Protests erupt in Waukegan, Illinois after fatal police shooting of teenager

Workers and youth in Waukegan, Illinois protested Friday to call for justice and demand answers in Tuesday’s police killing of 19-year-old Marcellis Stinnette and wounding of his girlfriend Tafarra Williams.

Stinnette and Williams, who are both black, were shot by a still unidentified Waukegan police officer, who is Hispanic and a five-year veteran of the Waukegan Police Department (WPD). Stinnette died at the scene of the police shooting. Williams, who was the driver of the car that Stinnette rode in, was hospitalized after the shooting and is recovering from severe injuries.

According to ABC News, Williams asked from her hospital bed, “Why did you shoot? I didn’t do nothing wrong. I have a license. You didn't tell me I was under arrest. Why did you just flame up my car like that?
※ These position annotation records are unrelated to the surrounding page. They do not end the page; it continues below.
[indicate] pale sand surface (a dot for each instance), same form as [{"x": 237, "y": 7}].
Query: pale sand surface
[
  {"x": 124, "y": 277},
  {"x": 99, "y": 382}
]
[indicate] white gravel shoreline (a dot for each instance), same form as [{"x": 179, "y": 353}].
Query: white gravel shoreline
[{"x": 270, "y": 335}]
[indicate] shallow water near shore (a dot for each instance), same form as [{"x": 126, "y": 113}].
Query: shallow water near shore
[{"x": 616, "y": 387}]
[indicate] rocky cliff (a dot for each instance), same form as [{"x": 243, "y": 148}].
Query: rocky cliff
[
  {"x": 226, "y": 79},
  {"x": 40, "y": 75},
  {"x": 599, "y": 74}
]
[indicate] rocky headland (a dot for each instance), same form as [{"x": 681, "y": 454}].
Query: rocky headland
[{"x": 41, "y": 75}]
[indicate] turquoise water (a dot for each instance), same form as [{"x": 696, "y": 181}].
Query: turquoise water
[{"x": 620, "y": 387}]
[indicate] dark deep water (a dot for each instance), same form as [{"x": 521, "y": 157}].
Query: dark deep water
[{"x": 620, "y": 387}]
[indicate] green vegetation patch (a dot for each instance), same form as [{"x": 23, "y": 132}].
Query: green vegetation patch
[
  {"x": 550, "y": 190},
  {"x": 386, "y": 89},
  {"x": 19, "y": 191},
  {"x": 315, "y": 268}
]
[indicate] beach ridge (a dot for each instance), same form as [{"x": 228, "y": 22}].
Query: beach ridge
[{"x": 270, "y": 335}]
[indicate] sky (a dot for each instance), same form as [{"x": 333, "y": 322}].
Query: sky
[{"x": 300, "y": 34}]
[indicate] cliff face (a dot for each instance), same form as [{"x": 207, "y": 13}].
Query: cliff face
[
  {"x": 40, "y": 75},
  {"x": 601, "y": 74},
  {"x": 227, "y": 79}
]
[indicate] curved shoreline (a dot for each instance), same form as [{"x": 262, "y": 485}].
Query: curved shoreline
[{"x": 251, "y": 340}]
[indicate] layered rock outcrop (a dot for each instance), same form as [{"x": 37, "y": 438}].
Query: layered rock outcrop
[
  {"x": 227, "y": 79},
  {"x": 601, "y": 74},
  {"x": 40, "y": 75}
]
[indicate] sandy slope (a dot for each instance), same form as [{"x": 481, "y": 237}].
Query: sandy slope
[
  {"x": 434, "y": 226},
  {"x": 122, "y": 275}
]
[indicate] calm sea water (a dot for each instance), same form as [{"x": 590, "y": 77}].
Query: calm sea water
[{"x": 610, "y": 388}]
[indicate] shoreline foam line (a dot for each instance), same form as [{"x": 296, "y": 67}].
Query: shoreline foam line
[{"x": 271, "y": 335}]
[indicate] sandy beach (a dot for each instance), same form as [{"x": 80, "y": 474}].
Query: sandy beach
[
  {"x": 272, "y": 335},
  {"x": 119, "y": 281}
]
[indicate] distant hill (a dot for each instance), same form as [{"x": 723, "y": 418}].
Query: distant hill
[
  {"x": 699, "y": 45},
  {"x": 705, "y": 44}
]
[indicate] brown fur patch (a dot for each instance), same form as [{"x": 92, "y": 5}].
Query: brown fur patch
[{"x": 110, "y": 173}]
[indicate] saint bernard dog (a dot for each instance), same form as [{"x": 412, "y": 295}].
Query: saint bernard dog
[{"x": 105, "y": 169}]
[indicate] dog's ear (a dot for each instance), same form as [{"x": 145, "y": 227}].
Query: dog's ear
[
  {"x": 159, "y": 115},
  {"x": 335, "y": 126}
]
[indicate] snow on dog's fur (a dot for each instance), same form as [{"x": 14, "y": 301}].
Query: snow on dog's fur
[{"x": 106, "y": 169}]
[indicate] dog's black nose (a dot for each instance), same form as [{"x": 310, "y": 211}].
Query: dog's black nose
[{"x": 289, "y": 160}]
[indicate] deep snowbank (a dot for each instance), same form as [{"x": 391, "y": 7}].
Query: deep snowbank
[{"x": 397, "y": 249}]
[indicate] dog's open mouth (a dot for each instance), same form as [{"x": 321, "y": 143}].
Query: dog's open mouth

Why did you shoot?”

The police report claims the WPD Patrol Division were investigating a suspicious vehicle occupied by two people when they fled. The report goes on to claim that moments later another police officer spotted the vehicle in the area of Martin Luther King Jr. Avenue and South Avenue. While the police officer was out of his car, the vehicle allegedly began to reverse. The police officer then claims to have fired his semi-automatic pistol at the car in response.

The official police account must be viewed with the utmost skepticism. Not only does the report contradict the testimony of Williams and eyewitnesses, but police across the United States routinely cover up and fabricate evidence about police shootings. Williams stated that she posed no danger to the officer. She told her mother, “Mama, they just shot us for nothing.” According to Williams’ mother, she handed over her license and followed the directions of the police officers.

Eyewitness testimony of Darrell Mosier substantiates William’s claims. Mosier noted, “He just said ‘Stop!’ and started shooting.” He added that after the officer shot into the car, it began to spin and reverse. Mosier told ABC, “The police officer got out of the car. When he told them to stop, he told her to stop, she was scared. She put her up hands, she started yelling, ‘Why you got a gun?’ She started screaming. He just started shooting.”

There are still many unanswered questions as to why and how the shooting took place. Did Stinnette and Williams’ vehicle in fact match the description of the “fleeing” suspects? What was the reason for the initiating stop in the first place? Was the officer really in harm’s way of the “reversing” vehicle as the report claims?

The investigation has been handed over to Illinois State Police, which will conduct a so-called “independent investigation” into the shooting. Then the evidence will be given over to Michael Nerheim, the Lake County state’s attorney, to decide if charges should be pursued. The evidence most critical to finding out what happened is the video footage taken by officer body and dash cams.

Nerheim said in a press statement, “Should it be determined the officers violated a law, they will be criminally charged. If laws were not broken, I will write up a detailed statement that will completely review the facts, show the evidence, explain applicable laws, and give our reasoning for the final decision.”

This is the language of a whitewash in action. Nerheim seeks to follow in the footsteps of Republican Kentucky Attorney General Daniel Cameron, who did not allow a grand jury to consider whether homicide charges could and should be brought against any of the police responsible for killing Breonna Taylor.

The US legal system is designed to shield police from prosecution, as exemplified by the cases of Breonna Taylor, Jacob Blake, George Floyd and many more.

Moreover, this latest episode of police violence cannot be isolated from the unending reign of police violence in the United States. This killing happened just 17 miles south of Kenosha, Wisconsin, where Jacob Blake, a 29-year-old black man, was brutally shot in the back seven times and paralyzed in August.

While black workers and youth are disproportionately the victims of police violence and murder, and racism is certainly an element among the police forces, police violence is not rooted in “white racism” as is widely claimed by affluent layers of the middle class and the bourgeois press. Indeed, more whites are killed by police than blacks or other minorities and are subject to the same brutality and violence.

Most recently, 25-year-old white convenience store worker Hannah Fizer of Sedalia, Missouri was murdered by a sheriff’s deputy while on her way to work. And 13-year-old Linden Cameron remains in serious condition at the Primary Children’s Hospital in Salt Lake City, Utah after a police officer with the Salt Lake City Police Department shot him multiple times while he was running away.

The main factor in police violence is not race but class. Around 1,000 people are killed by police every year in the United States. What they all share in common is they are part of the poorest and most exploited layers of the working class, white, black or immigrant.

As the protests against police violence in Nigeria show, the police are an arm of the capitalist state across the world. They are the “special bodies of armed men,” as Engels noted on the nature of the capitalist state, tasked with protecting the property, wealth, and power of the ruling class from the working class.

The protests from Waukegan, Illinois to Nigeria against police violence are part of the international upsurge of the working class against the daily violence of the capitalist system.